If you’re building a FiveM roleplay server, the first big decision is your framework. For years that meant ESX vs QBCore — but in 2026 there’s a third name you need to know: QBox, the actively-maintained successor to QBCore. This guide compares all three so you pick the right one.
What a framework actually does
A framework is the backbone that handles players, money, jobs, inventory and the database layer that scripts plug into. Almost every FiveM script is built for a specific framework, so your choice decides your whole ecosystem. All three here use a MySQL/MariaDB database via oxmysql.
ESX
ESX is the older, most widely adopted framework:
- Largest script library — years of community resources; almost anything exists for ESX.
- Simpler and lighter — easier for beginners to learn and modify.
- The most tutorials and community support.
Trade-off: older ESX code is less structured and some legacy resources are unoptimised.
QBCore
QBCore became the standard for modern RP a few years ago — metadata, a modern inventory and tighter systems than classic ESX. Important 2026 reality check: QBCore’s own development has largely stalled, and the community has shifted to its successor, QBox. New servers generally shouldn’t start on original QBCore today.
QBox (the QBCore successor)
QBox is a fork of QBCore that is now the actively-maintained, modern choice:
- Native ox ecosystem — built around
ox_lib,ox_inventoryandoxmysqlout of the box. - Modern Lua 5.4 and cleaner, modular code.
- Better performance — roughly 25–40% less CPU than QBCore depending on load and script count.
- Active development and a fast-growing script library, with straightforward migration from QBCore.
Trade-off: a steeper learning curve than ESX, and some older QBCore scripts need a QBox-compatible version.
ESX vs QBCore vs QBox: which should you pick?
| ESX | QBCore | QBox | |
|---|---|---|---|
| Status | Active | Stalled | Active (successor) |
| Best for | Beginners, max script choice | Existing QBCore servers | New modern RP servers |
| Performance | Light | Heavier | Best (ox stack) |
| Learning curve | Easiest | Medium | Steeper |
| Ecosystem | Largest library | Large (legacy) | ox-native, growing fast |
Short version: choose ESX if you’re new or want the widest selection of ready-made scripts; choose QBox if you’re building a modern RP server in 2026 (it’s the recommended QBCore successor); only stay on QBCore if you already have a server invested in it. Your framework is hard to change later, so decide before you build.
Installing your framework
You’ll set up a database and ensure the framework resources in your server.cfg in the correct order — for the ox stack that’s oxmysql → ox_lib → qbx_core → ox_inventory. Our server.cfg generator supports ESX, QBCore and QBox presets, and the simplest path overall is a managed FiveM server that deploys a full framework base in a few clicks.

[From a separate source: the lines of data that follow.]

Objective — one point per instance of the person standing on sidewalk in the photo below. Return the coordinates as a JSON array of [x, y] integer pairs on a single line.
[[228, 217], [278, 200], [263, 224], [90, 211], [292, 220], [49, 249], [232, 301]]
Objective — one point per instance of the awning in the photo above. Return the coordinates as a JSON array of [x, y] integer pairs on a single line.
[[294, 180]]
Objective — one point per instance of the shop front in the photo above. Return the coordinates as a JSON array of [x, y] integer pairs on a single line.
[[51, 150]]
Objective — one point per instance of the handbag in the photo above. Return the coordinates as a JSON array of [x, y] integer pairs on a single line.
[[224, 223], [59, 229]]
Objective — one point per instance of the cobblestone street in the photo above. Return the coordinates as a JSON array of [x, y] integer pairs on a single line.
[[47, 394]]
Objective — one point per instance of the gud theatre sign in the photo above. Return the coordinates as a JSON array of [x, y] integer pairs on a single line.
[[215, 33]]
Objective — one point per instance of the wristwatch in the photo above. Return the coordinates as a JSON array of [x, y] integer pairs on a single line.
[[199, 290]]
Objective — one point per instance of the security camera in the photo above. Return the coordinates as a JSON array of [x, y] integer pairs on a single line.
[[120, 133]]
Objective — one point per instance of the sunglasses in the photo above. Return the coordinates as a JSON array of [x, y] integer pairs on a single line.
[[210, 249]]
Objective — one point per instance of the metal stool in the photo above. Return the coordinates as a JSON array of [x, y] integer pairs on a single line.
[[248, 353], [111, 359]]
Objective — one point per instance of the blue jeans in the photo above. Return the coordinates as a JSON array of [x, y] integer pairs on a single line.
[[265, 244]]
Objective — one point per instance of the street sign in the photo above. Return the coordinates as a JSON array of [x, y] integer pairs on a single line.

Frequently asked questions
Is QBox better than QBCore?
For new servers in 2026, yes — QBox is the actively-maintained successor with modern Lua 5.4, native ox ecosystem and roughly 25–40% lower CPU usage. QBCore development has largely stalled.
Should I use ESX or QBox?
ESX if you’re a beginner or want the largest library of existing scripts; QBox if you want a modern, performant, actively-developed RP base.
Can you migrate from QBCore to QBox?
Yes — QBox is a QBCore fork with a documented migration path, though some scripts need QBox-compatible versions.
Do these frameworks need a database?
Yes, all use MySQL/MariaDB via oxmysql to store players, money and characters.